New defense effectiveness is difficult to quantify, especially if the accident rate is already low. Adding defenses to already heavily defended systems can only produce small increases in process reliability and may introduce new forms of failure elsewhere (7). Especially when the new defenses are costly, effortful, or add workload, quantifying the impact of proposed changes is essential to rational policy development. Progress on patient safety requires proactive searches for new forms of failure (8). The Joint Commission for Accreditation of Healthcare Organizations (JCAHO) now requires prospective risk analysis methods as part of organizational patient safety plans and procedures (9). The Institute of Medicine (IOM) report Patient Safety: Advancing a New Standard of Care (10) recommends research on methods for assessment of the validity and efficiency of integrating retrospective techniques (e.g., postaccident analysis) with prospective techniques.
Probabilistic risk assessment (PRA) is particularly suited to evaluating the likelihood of specific, rare forms of failure in stable, well characterized, heavily defended systems (11). PRA is a quantitative method for system risk assessment. It uses mathematical models to determine the effect of specific process faults on various types of failure (12). PRA models are often used to provide numerical estimates of the frequency of particular rare outcomes, e.g. various types of accident.
In addition to these estimates, PRA is a way to systematically explore a complex system and to express the results of that exploration. The resulting models can be used to assess the impact of countermeasures proposed after accidents and as the base for prospective analysis of the effects of technological and organizational change on the potential for different forms of failure, as recommended by the Institute of Medicine (13). These uses are particularly helpful in informing discussions of risk, especially when the risk involves low probability events with high value outcomes (e.g., the accidental release of radioactive materials from a nuclear power plant).
We report here the results of a PRA conducted in order to estimate the likelihood of unintentional ABO-incompatible thoracic organ transplant. A detailed study of transplantation technical work (5) was used as the basis for a PRA of the processes that could lead to an unintentional ABO-incompatible implant. The three resulting models were used to estimate the likelihood of such an event in the time up to the 2003 event, between March 2003 and October 2003, and after October 2003. The models provide a quantitative basis for: 1) evaluating efforts to reduce the likelihood of future accidents; 2) guiding the response to future events; and 3) monitoring the impact of other changes on the risk of this particular form of failure. The PRA also demonstrates both the value and limitations of this method and provides a model for other uses of the method in healthcare.
With institutional review board approval and appropriate consent, we developed a probabilistic risk assessment for solid organ transplantation processes with particular attention to the ABO blood type matching of donor and recipient for thoracic organs. PRA and transplant experts worked together to identify and characterize the socio-technical process of organ matching within the U.S. transplantation system. The stages of transplantation were divided and individually analyzed, paying particular attention to the handling of compatibility information.
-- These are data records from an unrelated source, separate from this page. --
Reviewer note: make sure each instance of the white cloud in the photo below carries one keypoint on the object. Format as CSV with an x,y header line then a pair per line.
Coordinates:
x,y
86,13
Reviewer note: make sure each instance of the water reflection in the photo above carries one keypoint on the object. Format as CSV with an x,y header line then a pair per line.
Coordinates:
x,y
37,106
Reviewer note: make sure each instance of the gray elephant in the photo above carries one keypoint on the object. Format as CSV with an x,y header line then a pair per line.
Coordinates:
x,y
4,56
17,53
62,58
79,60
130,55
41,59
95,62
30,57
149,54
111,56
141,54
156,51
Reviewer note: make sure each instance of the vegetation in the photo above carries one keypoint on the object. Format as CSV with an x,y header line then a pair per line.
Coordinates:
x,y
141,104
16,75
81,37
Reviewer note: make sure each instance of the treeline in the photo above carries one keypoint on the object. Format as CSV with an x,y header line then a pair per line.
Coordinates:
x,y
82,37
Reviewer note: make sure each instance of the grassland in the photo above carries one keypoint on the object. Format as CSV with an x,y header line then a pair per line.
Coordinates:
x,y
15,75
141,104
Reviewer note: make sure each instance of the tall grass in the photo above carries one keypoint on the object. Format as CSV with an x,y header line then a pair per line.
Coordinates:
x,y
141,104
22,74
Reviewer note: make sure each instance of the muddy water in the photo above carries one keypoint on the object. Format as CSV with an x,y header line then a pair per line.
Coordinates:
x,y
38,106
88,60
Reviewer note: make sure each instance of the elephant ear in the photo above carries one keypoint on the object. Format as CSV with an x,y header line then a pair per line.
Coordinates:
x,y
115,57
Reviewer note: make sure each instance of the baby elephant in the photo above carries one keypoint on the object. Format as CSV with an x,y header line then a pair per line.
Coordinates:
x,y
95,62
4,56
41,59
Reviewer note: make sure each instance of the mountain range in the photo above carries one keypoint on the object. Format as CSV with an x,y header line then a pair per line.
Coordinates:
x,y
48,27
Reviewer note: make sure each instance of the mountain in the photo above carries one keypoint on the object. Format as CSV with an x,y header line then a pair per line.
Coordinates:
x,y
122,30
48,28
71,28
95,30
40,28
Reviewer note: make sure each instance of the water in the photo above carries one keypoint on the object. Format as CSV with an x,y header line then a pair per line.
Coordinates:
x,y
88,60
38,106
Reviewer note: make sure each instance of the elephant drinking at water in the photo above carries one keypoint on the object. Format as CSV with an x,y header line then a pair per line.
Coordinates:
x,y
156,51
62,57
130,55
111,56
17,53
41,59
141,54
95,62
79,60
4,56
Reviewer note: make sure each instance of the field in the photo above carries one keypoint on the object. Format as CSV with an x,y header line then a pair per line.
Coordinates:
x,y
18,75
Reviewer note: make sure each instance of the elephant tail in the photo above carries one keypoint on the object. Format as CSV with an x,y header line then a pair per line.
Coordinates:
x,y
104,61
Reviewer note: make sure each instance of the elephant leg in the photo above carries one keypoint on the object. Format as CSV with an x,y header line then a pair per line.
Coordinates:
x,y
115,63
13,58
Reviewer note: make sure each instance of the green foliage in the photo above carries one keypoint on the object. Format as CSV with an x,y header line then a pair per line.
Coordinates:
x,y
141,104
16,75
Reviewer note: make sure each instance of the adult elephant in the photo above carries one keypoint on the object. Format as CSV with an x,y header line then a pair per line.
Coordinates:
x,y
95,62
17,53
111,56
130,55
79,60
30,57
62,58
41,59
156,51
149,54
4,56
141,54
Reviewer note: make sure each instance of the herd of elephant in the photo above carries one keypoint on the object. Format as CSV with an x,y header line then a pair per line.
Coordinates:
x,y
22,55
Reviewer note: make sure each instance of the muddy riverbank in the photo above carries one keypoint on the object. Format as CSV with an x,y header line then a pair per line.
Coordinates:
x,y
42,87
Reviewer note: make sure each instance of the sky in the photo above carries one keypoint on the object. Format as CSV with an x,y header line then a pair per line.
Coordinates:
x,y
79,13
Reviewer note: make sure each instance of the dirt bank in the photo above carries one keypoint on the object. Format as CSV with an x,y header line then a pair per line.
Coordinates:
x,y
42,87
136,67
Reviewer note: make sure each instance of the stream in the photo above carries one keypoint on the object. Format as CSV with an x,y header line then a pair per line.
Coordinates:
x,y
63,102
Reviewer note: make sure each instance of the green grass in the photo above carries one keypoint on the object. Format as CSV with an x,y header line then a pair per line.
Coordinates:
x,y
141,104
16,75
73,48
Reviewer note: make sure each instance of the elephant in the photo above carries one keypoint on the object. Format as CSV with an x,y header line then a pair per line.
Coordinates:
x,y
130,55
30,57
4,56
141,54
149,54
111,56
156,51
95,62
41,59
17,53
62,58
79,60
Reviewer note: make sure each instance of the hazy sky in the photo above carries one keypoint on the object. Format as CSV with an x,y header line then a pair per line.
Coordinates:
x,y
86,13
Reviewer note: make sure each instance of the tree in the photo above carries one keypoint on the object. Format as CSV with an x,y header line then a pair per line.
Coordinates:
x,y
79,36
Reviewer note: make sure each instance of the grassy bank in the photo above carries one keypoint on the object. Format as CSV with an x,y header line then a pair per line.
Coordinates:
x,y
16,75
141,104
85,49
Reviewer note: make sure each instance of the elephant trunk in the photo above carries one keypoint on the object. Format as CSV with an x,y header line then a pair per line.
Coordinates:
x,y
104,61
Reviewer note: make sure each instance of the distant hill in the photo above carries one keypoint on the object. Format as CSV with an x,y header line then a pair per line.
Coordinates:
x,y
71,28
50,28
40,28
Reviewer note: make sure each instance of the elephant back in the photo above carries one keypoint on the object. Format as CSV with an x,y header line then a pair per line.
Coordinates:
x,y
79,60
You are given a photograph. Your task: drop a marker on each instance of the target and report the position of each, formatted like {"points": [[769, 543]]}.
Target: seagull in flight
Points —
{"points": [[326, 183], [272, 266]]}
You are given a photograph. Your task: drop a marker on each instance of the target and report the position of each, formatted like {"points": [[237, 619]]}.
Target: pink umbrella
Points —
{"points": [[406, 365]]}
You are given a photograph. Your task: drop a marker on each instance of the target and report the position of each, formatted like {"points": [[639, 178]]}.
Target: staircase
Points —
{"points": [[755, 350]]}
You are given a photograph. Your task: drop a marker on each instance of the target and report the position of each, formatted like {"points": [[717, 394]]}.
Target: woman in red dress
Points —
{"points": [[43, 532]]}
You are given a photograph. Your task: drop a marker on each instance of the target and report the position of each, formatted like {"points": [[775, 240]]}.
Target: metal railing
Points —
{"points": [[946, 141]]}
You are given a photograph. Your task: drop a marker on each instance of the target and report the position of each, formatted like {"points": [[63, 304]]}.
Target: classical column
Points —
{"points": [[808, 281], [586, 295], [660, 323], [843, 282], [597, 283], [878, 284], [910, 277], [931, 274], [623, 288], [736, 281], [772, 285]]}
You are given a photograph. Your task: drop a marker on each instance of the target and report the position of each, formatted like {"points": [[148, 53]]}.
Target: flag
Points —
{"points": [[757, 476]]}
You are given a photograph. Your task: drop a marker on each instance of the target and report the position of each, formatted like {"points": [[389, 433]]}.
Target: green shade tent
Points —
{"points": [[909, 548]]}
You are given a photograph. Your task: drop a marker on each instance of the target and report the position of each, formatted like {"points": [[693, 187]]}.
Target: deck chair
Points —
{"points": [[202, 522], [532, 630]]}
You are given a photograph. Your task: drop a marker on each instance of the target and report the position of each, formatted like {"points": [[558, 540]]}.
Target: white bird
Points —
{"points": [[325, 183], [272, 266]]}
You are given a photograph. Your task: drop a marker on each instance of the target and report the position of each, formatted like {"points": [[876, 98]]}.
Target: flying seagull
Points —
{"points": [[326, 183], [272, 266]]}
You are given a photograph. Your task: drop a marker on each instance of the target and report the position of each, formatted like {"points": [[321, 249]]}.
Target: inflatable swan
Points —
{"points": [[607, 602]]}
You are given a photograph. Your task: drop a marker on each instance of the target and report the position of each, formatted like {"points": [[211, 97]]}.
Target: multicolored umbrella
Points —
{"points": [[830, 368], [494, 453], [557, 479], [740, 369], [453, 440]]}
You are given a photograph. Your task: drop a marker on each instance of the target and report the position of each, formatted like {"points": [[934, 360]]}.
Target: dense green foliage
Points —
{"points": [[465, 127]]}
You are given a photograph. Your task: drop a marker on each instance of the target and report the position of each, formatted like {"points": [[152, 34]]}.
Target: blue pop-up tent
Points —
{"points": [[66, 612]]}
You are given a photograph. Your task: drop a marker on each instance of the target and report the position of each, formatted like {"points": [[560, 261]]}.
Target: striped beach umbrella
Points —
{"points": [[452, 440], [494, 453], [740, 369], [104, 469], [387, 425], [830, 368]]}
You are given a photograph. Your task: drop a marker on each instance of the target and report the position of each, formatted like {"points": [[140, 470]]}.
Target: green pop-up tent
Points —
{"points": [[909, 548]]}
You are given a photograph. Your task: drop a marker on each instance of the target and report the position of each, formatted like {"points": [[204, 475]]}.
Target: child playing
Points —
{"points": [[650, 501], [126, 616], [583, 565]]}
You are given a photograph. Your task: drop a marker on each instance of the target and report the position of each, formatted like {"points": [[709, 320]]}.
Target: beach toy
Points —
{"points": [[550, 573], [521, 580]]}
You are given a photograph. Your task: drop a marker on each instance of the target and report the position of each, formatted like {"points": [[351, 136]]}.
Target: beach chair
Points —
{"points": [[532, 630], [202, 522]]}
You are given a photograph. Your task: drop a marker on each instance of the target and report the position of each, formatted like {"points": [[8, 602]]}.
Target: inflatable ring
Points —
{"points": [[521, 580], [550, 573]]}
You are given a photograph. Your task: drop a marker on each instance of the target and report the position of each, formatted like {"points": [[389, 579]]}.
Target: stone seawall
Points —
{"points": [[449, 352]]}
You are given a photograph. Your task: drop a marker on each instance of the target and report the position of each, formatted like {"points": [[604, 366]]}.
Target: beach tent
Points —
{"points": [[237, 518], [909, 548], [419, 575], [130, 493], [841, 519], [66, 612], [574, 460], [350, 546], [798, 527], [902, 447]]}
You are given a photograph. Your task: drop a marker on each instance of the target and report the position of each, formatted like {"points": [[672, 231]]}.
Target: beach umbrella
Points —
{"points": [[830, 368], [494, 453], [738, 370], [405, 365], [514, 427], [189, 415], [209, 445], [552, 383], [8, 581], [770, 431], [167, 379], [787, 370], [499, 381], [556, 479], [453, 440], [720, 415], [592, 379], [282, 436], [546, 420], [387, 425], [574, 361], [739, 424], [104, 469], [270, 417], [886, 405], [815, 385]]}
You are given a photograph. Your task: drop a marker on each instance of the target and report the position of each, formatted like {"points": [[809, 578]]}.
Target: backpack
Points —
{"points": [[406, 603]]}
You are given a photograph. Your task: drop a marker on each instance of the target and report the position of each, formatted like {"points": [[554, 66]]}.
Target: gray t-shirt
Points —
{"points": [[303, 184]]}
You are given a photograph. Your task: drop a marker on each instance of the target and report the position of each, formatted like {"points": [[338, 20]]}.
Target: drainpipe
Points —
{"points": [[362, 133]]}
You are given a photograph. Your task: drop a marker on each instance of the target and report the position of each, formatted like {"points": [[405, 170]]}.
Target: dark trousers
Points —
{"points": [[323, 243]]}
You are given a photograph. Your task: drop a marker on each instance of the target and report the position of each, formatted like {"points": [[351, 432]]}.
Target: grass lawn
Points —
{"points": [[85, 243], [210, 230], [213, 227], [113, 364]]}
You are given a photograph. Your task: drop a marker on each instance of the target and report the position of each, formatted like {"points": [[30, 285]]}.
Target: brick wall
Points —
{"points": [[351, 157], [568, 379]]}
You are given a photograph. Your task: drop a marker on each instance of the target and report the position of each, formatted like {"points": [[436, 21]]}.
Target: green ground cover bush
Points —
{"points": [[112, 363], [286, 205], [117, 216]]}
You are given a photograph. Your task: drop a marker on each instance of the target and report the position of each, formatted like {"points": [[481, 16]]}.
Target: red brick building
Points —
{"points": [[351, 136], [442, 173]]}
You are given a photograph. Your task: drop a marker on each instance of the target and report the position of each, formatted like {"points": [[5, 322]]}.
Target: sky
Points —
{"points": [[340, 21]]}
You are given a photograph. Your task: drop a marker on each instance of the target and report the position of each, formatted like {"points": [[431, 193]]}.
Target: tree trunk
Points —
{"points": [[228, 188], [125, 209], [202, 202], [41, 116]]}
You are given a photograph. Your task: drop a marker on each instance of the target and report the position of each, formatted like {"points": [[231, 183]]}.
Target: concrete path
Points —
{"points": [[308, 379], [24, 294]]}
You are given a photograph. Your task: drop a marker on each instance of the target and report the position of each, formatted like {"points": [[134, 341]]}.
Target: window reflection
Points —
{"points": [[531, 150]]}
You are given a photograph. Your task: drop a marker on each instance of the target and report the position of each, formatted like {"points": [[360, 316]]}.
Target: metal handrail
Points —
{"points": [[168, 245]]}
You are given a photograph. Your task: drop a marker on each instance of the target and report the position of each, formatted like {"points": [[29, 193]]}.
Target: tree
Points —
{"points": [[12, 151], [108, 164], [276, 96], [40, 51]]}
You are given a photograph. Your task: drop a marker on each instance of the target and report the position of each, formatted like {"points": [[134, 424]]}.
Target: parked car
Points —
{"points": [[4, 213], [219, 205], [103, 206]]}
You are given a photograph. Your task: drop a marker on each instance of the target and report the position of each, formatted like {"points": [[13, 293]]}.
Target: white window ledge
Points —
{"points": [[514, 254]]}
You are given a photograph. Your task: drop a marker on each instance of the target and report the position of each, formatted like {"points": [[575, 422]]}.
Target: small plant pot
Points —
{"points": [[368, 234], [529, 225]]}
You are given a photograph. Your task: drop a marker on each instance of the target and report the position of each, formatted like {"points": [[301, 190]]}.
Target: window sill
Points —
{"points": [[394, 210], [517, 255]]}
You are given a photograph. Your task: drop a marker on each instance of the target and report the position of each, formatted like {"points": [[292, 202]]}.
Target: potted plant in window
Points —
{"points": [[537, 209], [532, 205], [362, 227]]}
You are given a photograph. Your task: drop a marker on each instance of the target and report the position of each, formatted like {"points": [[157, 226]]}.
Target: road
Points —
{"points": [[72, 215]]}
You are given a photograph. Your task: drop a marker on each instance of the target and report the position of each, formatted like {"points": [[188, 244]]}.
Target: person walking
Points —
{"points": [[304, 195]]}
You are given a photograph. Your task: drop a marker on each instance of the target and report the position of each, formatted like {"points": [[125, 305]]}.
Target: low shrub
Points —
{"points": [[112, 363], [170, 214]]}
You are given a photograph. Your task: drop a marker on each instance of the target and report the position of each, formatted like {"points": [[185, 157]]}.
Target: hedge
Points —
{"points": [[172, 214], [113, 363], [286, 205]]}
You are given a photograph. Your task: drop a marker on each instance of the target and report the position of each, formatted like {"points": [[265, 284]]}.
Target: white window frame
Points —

Stages of transplantation from original listing of recipients and donors through to actual implant were observed and transplant personnel interviewed regarding elements of the work processes.
Fault trees for critical activities and event trees for the possible outcomes (14) were developed to reflect the work activities of donor-to-recipient matching. The critical activities related to the implantation of ABO-incompatible organs are the checking and rechecking of ABO compatibility between donor and potential recipients. Based on direct observation, debriefing of participants, and review of written documentation, the authors modeled ABO processing during procurement and implantation and constructed fault trees for these activities. Event trees were created to encompass the process and potential outcomes. The event trees include probability terms derived from empirical data and from the fault trees. The modeling was tailored to represent known forms of failure and to permit modeling of countermeasures and their effects. Model components were iteratively validated by experts from the transplant community including surgeons, nurses, transplant coordinators, technicians, and transplant organ procurement experts. Model calculations were performed using a PRA computer code frequently used for nuclear safety applications (15).
The PRA model event tree is shown in Figure 1. Transplantation matching is modeled as a series of five events, each with a binary outcome. Each event corresponds to an activity or set of activities in the U.S matching process in 2003. The event tree reads from left to right and represents the possible sequence of events leading to one of the three outcomes. The model includes events reflecting: 1) the acceptance of either a conventional match-list directed offer versus placement through an “open” offer; 2) local procurement and implantation versus transfer of the organ across OPO boundaries; 3) use for the recipient identified at the time of the match versus use for some other recipient; 4) determination that the organ is suitable for use versus declining to use the organ; and 5) confirmation testing of ABO compatibility versus no confirmation.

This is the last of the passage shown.